Researchers have created an artificial intelligence system capable of answering geometry SAT questions as well as the average high school junior. 

Ann Hermes/The Christian Science Monitor
Students at Boston Collegiate Charter High School review for a math test in June 2014. Researchers have developed an artificial intelligence system that could score just as well as these students on the SAT.

In 2014, the average SAT test taker correctly answered answered 49 percent of the test's math questions. Today, a new software program is now close to doing the same.

In a paper published Monday, researchers at the Allen Institute for Artificial Intelligence (AI2) and the University of Washington revealed that their artificial intelligence (AI) system, known as GeoSolver, or GeoS for short, is able to answer “unseen and unaltered” geometry problems on par with humans.  

According to a report released by College Board, the average SAT math score in 2014 was 513. Though GeoS has only been tested on geometry questions, if the system’s accuracy was extrapolated, GeoS would have scored a 500.

Using a combination of computer vision and natural language processing, GeoS can interpret diagrams and process text that it then feeds into a geometric solver that analyzes the input and selects the best multiple choice answer.

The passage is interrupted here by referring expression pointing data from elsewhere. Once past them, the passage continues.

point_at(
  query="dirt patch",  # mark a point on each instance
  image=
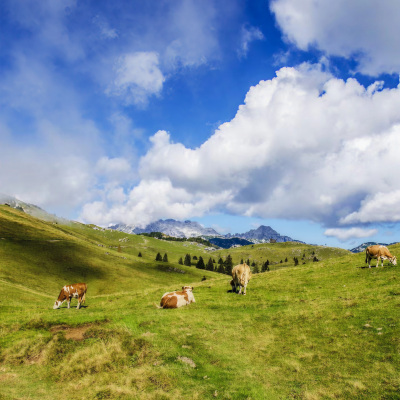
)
(187, 360)
(73, 333)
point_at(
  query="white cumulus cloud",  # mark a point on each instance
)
(304, 145)
(378, 207)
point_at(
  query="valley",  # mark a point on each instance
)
(318, 330)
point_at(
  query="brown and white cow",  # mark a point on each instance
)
(241, 274)
(379, 252)
(178, 299)
(77, 290)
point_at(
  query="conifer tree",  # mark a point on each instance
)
(188, 260)
(200, 263)
(228, 264)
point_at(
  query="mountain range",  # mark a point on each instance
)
(187, 229)
(171, 227)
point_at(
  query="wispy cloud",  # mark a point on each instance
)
(137, 77)
(346, 234)
(248, 35)
(367, 33)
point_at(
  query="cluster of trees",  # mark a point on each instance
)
(225, 266)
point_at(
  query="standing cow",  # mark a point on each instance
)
(241, 274)
(77, 290)
(379, 252)
(178, 299)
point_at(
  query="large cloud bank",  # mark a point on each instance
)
(304, 145)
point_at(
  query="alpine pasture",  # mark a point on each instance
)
(318, 330)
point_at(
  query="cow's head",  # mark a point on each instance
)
(61, 298)
(57, 304)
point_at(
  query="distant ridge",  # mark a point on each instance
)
(263, 234)
(170, 227)
(31, 209)
(187, 229)
(363, 246)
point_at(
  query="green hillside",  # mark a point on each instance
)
(321, 330)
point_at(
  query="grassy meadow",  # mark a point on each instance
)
(319, 330)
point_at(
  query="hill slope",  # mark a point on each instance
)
(321, 330)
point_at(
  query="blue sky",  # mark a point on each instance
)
(231, 113)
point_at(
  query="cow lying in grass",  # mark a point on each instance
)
(177, 299)
(77, 290)
(379, 252)
(241, 274)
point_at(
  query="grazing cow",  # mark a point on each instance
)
(178, 299)
(241, 275)
(379, 252)
(78, 290)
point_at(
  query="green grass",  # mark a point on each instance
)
(324, 330)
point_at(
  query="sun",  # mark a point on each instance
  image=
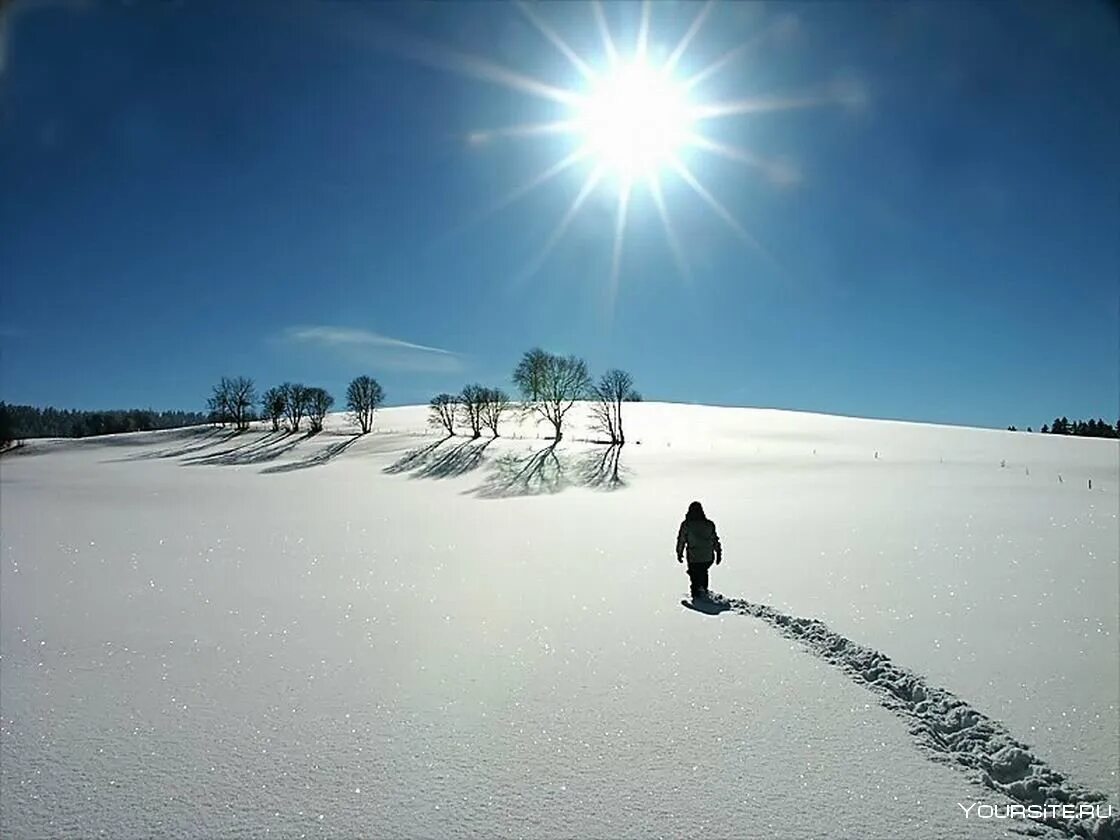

“Our method consists of two steps: interpreting a geometry question by deriving a logical expression that represents the meaning of the text and the diagram, and solving the geometry question by checking the satisfiablity of the derived logical expression,” write the researchers in their most recent paper.

The difficulty lies in analyzing the diagrams, which in the context of geometry problems, usually provide information missing from the textual descriptions.

In alignment with AI2’s mission of AI research for the common good, all of GeoS source code and test data is available online. You can also watch a demo of how GeoS works.

While the test results may not seem that impressive on their own, it’s important to consider how much work it takes to achieve even these “average” results.

“Much of what we understand from text and graphics is not explicitly stated, and requires far more knowledge than we appreciate," AI2 CEO Oren Etzioni said in a press release. "Creating a system to be able to successfully take these tests is challenging, and we are proud to achieve these unprecedented results."

GeoS is in fact, the first end-to-end system that can solve these types of plane geometry problems. But beyond that, GeoS signifies development in a machine's ability to reason as opposed to merely perceiving input and recognizing patterns, which AI systems such as Apple's Siri have advanced in recent years.

Many experts say we’re still years away from the biggest AI advances. “Although they can do some individual tasks as well as or even better than humans, technology still cannot approach the complex thinking that humans have,” says Microsoft Allison Linn.

But GeoS does represent significant progress, even if minimal in the grand scheme of AI.

There’s no doubt that replicating human intelligence is complicated, but “we’re taking baby steps in that direction,” wrote Fortune's Derrick Harris.